Tuesday, March 3, 2009

"For what do we live, but to make sport for our neighbours, and laugh at them in our turn?"

I have always liked this Jane Austen quotation, and lately I know just how Mr. Bennet felt when he said it. The alternative title for this post should be, "They don't take any wooden nickels here!"
After school today I went to the market for eggs. If I have one successful transaction in the market, I should head straight home, but I never know when to quit. As I was heading back to the school with my bag of eggs, a pile of dried corn caught my eye. The vendors of dried beans, peas, and things rice have them in tubs or drywall buckets, or sometimes they make little piles of them on mats spread on the ground.
The corn looked more orange that John Cope's corn, the kernels a little bigger, the color of popcorn. I paused and said, "How much?" Thirty Gourdes for a two-cup container. How much for half the container? Fifteen Gourdes. I knew I had three 5-Gourde coins in my pocket, so I said I would take half a container's worth of her dried corn.
So while the vendor measured out a little bag of corn for me, I got out my three coins. I think of them as "nickels" but forty gourdes equal one U.S. dollar, so three 5 Gde. pieces equal about 40¢. I had them in my hand, but before I could give them to her, another woman a foot or two to the left of me started screaming and snatched that brown coin you see in the picture right out of my hand and threw it in the dirt. Actually, in the mud. And kept on screaming.
Ah, evidently not a good coin. But to me it looks like the others, what do I know? Her screeching got the other vendor in the spirit and the pair of them proceeded to tell me off for having the nerve to fob off my fake coins on honest Haitian market vendors like them! And of course a little crowd immediately huddled around, breathless for action.
I leaned down and picked up my nickel. That's a pretty good snapshot of it. I thought that one of the men behind me said something like, "It doesn't have a face." I looked at it and indeed it was smooth as glass. You could read all the inscriptions but only because they were a different color, and that, too, was wearing off. So I guessed that was the problem. The people gathering around kept saying, "It's no good."

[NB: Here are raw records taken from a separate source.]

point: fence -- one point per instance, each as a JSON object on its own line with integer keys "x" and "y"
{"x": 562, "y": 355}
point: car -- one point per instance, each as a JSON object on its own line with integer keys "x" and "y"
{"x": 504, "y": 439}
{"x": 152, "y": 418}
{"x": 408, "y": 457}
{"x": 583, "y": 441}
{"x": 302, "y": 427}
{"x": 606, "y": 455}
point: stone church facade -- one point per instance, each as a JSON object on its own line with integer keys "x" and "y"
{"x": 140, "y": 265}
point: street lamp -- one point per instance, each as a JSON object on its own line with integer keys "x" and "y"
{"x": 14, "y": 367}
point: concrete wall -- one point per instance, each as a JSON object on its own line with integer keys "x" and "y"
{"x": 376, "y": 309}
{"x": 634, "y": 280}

So now we have an audience and Mrs. Vendor has her palm out for her other nickel. The problem is, all I have is a 50 Gourde note. So I hand her the note, (I know, you're all thinking, "Without getting your other coins back?! What were you thinking?") She takes my 50 and gives me a 20 and a 10. "Excuse me, I gave you 60 and you told me the corn was 15."
"Twenty Gourdes for the corn! You gave me 50, there's your 30." Something like that and a shrug. "You told me 15, and I gave you 60. You never gave me back my 2 coins." She pretended not to hear me.

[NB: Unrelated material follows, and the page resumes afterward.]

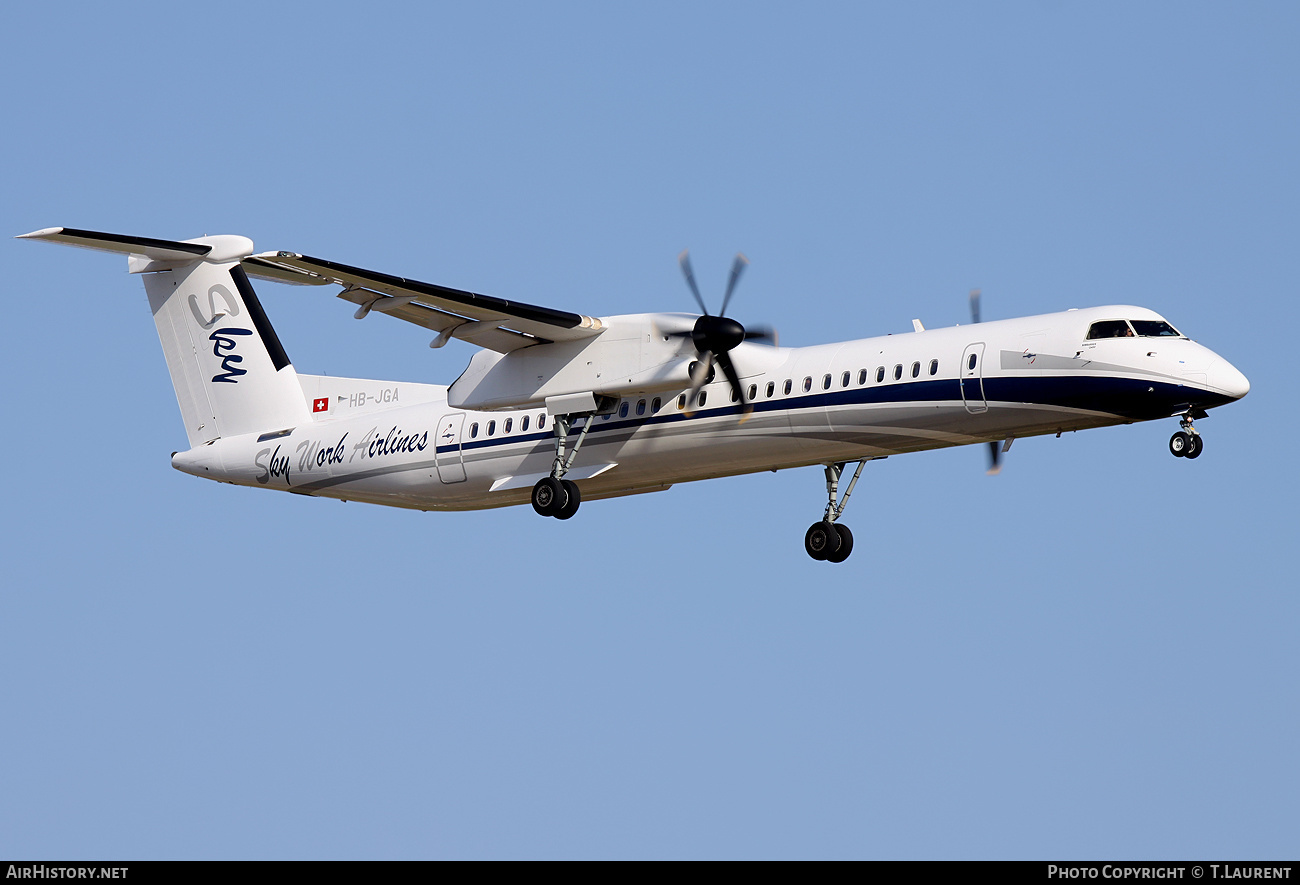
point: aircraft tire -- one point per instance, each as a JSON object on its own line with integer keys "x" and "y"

That would probably have been the end of the story, but a nice man leaned in at this point and said, "What's the problem here?" in an authoritative tone. The vendor said, "She bought 20 Gourdes worth of corn." He turned to me, "How much did she tell you it was?" "15 Gourdes." "How much did you give her?" "Sixty- a 50 and 10 in change."
He said something to her and she grabbed back the 10 and gave me a 25 Gourde note in its place. I quickly walked away.
How much do you want to bet it's a fake?